Now, I realize what I recounted sounds like a third act scene from Full House, where Danny Tanner sits on Stephanie’s bed and says that he doesn’t mind hearing the F-bomb in her stand up routine. But my dad calling me on my secret hobby was the day I began telling people I was a stand up comic.
Well, technically I was an open mic comic, which is essentially just a karaoke singer who tells bad jokes. But telling people I was a stand-up comic was easier and a lot less embarrassing.
I got the idea to do stand up after hearing a co-worker tell me one of his God-awful jokes at work. You might think that’s rude to say, but you might also be an idiot, because everybody sucks when they start out in stand up or in anything, for that matter. He was bad. Respect him for putting himself out there. But whatever he said was so bad that it inspired me enough to believe that if he was allowed on stage, then I could get up there, too.
However, I was lazy and a coward. So, instead of getting right to work on coming up with a solid five-minute set for the next open mic night, I procrastinated and kept pushing off my goal date.
A co-worker gave me the idea to do stand up. But my cousin Stephanie and her friends convinced me to get up on stage.
I didn’t plan on doing stand up the night I went to the comedy club. My only plan that day was helping move Stephanie back home after graduating from Mizzou. After I drove from St. Louis to Columbia, I crammed as much of her stuff into the two-door truck without breaking anything.
It was just a thought that rolled around in my head. My only real plan was cramming as much crap into my truck and her car without breaking anything.
“I’m not making two trips,” I said to myself while pretending I didn’t hear the sound of wood cracking.
When we finished, she took me to lunch with her friends as a way of thanking me for the help. As she and her friends talked, I crammed my face with french fries and a burger as I thought I could sit this conversation out.

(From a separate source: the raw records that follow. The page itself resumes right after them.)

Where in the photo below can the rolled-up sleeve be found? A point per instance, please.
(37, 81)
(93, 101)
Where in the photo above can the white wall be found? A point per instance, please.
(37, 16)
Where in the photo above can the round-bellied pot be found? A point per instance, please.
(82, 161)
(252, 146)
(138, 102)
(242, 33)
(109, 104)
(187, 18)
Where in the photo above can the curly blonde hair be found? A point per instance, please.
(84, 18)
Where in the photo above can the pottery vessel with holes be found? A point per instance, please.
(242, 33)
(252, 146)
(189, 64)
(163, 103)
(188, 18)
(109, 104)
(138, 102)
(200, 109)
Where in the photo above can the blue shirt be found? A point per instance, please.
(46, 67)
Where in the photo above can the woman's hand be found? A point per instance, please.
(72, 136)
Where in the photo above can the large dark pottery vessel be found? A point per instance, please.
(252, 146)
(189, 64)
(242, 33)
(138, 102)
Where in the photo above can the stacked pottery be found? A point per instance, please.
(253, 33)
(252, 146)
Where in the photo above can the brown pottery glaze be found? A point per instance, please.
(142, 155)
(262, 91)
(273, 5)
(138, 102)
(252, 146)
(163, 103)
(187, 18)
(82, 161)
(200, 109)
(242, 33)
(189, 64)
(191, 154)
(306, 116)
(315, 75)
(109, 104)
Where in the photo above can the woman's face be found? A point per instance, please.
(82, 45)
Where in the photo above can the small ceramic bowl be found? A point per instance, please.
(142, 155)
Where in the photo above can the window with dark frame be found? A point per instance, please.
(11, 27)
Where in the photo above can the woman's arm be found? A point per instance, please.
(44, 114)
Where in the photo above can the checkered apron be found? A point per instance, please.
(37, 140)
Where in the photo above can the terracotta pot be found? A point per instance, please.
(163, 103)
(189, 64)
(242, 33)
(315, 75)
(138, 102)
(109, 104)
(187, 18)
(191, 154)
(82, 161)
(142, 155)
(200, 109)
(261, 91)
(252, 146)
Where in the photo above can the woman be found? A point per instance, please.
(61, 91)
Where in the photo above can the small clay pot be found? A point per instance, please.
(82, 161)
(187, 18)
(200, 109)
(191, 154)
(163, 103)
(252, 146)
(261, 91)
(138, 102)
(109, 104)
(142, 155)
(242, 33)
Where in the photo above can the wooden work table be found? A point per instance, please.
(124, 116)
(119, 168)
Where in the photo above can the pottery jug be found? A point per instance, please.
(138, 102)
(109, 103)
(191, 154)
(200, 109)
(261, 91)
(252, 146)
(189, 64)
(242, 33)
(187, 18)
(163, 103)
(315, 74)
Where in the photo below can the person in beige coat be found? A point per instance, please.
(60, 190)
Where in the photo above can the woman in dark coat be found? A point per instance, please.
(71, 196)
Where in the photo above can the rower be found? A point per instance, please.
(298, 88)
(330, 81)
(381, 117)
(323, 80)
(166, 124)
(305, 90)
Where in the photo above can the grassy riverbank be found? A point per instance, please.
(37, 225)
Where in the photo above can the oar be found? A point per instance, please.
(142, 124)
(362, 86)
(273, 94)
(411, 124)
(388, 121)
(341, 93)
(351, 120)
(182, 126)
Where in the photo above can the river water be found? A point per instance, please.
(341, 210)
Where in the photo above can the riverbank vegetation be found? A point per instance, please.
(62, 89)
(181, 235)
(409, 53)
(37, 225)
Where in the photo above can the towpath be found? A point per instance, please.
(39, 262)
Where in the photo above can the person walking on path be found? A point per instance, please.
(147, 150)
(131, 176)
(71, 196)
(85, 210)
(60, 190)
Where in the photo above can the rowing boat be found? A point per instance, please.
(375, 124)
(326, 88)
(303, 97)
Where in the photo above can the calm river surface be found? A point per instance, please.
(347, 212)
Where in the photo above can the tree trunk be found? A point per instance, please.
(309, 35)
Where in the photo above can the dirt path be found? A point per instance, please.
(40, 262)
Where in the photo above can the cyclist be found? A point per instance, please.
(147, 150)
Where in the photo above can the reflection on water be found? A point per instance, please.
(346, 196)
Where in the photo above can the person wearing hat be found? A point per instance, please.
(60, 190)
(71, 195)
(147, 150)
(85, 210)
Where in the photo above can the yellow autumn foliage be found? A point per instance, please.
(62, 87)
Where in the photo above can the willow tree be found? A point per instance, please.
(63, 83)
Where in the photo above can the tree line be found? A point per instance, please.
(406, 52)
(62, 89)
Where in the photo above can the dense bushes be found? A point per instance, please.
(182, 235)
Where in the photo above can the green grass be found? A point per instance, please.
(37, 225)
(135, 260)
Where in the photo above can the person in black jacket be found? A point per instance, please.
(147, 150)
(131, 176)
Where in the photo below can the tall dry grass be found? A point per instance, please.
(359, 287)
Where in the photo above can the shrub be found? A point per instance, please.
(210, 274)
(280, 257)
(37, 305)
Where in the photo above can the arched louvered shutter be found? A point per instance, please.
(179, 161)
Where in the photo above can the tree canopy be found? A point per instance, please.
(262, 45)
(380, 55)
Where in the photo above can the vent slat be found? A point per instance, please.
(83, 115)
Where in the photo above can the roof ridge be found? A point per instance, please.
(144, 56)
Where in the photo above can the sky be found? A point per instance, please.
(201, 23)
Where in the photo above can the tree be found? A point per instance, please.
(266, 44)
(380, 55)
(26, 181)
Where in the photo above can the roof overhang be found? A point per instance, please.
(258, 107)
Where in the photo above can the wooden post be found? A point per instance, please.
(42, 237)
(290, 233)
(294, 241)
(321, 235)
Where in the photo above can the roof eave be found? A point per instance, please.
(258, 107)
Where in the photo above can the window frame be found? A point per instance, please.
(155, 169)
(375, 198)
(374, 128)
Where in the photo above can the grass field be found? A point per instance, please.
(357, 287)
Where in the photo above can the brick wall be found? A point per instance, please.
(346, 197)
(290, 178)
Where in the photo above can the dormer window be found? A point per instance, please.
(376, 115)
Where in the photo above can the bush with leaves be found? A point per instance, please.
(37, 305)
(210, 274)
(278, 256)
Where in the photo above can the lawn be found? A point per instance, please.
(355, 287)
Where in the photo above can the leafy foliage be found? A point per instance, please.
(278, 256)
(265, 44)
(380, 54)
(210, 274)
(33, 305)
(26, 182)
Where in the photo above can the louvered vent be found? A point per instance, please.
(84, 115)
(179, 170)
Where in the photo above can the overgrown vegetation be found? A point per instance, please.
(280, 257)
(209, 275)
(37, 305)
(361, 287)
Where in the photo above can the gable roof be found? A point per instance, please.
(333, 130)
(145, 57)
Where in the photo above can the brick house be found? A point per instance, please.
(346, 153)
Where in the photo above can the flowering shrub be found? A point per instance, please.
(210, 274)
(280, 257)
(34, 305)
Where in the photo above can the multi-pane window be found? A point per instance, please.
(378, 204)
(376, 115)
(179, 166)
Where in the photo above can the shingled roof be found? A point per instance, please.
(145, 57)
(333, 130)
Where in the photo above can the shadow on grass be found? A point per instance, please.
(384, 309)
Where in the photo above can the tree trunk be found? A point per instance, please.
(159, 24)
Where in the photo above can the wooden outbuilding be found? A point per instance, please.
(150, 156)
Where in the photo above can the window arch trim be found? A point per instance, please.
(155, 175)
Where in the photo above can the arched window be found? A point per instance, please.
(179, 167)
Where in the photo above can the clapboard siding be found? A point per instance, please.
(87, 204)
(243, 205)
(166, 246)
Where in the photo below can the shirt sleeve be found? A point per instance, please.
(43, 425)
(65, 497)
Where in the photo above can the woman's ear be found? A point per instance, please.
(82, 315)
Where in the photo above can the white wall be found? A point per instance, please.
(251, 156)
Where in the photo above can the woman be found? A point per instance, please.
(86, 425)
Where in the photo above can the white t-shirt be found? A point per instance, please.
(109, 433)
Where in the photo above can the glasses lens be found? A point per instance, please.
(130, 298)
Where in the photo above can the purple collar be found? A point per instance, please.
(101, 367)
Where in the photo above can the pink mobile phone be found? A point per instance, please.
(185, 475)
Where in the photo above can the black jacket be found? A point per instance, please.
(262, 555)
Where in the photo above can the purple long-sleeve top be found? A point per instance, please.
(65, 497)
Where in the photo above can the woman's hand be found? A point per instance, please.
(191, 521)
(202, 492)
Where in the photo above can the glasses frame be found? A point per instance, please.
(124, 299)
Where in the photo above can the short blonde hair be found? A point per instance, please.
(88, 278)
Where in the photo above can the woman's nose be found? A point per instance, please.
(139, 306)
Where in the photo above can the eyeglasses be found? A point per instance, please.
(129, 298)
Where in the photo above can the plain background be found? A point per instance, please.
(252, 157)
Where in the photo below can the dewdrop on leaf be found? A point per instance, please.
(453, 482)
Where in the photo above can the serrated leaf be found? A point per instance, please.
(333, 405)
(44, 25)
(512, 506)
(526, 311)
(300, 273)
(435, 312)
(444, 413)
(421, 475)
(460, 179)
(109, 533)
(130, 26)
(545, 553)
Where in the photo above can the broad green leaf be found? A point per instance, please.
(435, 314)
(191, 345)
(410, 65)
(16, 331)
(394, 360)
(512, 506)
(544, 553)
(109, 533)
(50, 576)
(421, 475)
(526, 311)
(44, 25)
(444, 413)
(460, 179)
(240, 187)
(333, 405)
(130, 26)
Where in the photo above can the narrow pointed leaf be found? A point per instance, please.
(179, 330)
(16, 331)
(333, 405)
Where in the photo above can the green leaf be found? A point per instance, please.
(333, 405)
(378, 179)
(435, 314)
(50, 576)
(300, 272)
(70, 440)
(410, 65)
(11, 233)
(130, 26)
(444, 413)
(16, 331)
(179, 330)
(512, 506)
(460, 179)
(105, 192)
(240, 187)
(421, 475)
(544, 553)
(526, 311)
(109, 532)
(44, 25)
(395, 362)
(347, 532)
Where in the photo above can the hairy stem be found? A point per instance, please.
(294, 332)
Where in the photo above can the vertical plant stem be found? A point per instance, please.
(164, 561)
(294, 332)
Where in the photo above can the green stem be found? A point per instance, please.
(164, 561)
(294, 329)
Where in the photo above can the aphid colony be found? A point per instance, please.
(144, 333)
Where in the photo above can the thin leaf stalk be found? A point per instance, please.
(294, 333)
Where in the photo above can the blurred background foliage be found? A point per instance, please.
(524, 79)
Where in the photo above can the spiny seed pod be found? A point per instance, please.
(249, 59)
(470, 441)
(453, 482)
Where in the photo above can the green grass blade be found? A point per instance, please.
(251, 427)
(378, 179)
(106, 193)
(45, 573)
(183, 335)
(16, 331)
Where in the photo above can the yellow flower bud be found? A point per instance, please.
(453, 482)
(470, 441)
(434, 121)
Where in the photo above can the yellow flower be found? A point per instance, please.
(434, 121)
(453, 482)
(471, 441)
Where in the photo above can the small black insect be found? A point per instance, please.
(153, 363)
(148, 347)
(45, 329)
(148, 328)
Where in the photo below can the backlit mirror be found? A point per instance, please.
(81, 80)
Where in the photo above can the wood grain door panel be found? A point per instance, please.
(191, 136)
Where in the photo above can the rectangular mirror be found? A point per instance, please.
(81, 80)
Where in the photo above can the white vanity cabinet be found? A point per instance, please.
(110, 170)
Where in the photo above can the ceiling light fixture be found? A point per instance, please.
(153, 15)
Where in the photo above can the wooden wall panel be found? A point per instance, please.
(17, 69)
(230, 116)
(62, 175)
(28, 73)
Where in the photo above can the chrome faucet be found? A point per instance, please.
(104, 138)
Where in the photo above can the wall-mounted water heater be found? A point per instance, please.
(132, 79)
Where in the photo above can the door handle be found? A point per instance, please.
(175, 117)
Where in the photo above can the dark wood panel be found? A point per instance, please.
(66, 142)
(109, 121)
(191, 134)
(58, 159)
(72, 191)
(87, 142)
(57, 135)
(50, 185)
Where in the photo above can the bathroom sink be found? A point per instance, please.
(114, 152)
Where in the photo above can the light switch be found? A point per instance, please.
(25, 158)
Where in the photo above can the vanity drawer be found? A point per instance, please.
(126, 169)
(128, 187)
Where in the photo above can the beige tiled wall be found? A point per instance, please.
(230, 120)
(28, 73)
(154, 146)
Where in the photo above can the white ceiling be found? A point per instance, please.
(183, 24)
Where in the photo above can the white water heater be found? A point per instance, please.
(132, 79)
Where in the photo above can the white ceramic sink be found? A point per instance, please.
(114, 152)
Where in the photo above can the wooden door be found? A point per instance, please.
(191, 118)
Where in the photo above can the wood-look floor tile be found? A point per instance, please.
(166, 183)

“So, what’s new with you, Tim?” they asked.
My instincts told me to say, “Nothing,” and continue feeding, which is my knee-jerk reaction to all conversations. But Stephanie was family and she did let me add cheese to my burger for 50 cents, so I decided to open up after I swallowed a baseball-sized mash of ground beef and potato.
“Uh, nothing really,” I said. “I’m thinking about doing stand up comedy.”
“Stand up? Oh my God, how cool,” one of Stephanie’s friends said. “When will you perform?”
“Uhhhh, I guess tonight after I move Stephanie back home if there’s time.”
“What will your jokes be?”
“I have no idea. I guess I’ll put that together on the way home.”
For two hours, I recorded, listened, deleted, re-recorded, listened, deleted and re-recorded until each one of my four, minute-long bits onto my flip phone.
I recorded each joke as I drove a truck full of furniture from Columbia to St. Louis, Missouri. To make it more challenging, I couldn’t see out of my passenger-side mirror, so when I changed lanes, I did so by faith and a 19-year-old’s common sense.
“Well, it’s been five seconds since I passed that car, so I guess it’s okay to merge over into the right lane now,” I’d say. Then I’d clench my entire body in preparation for the consequences of my misjudgment. I’d only relax when my entrance into the lane was met with silence and not the sound of screeching tires followed by an explosion.
No one died — to my knowledge — and that was the least of my worries. I was more concerned about whether or not I’d die on stage that night in my first ever stand up set at the Funny Bone comedy club.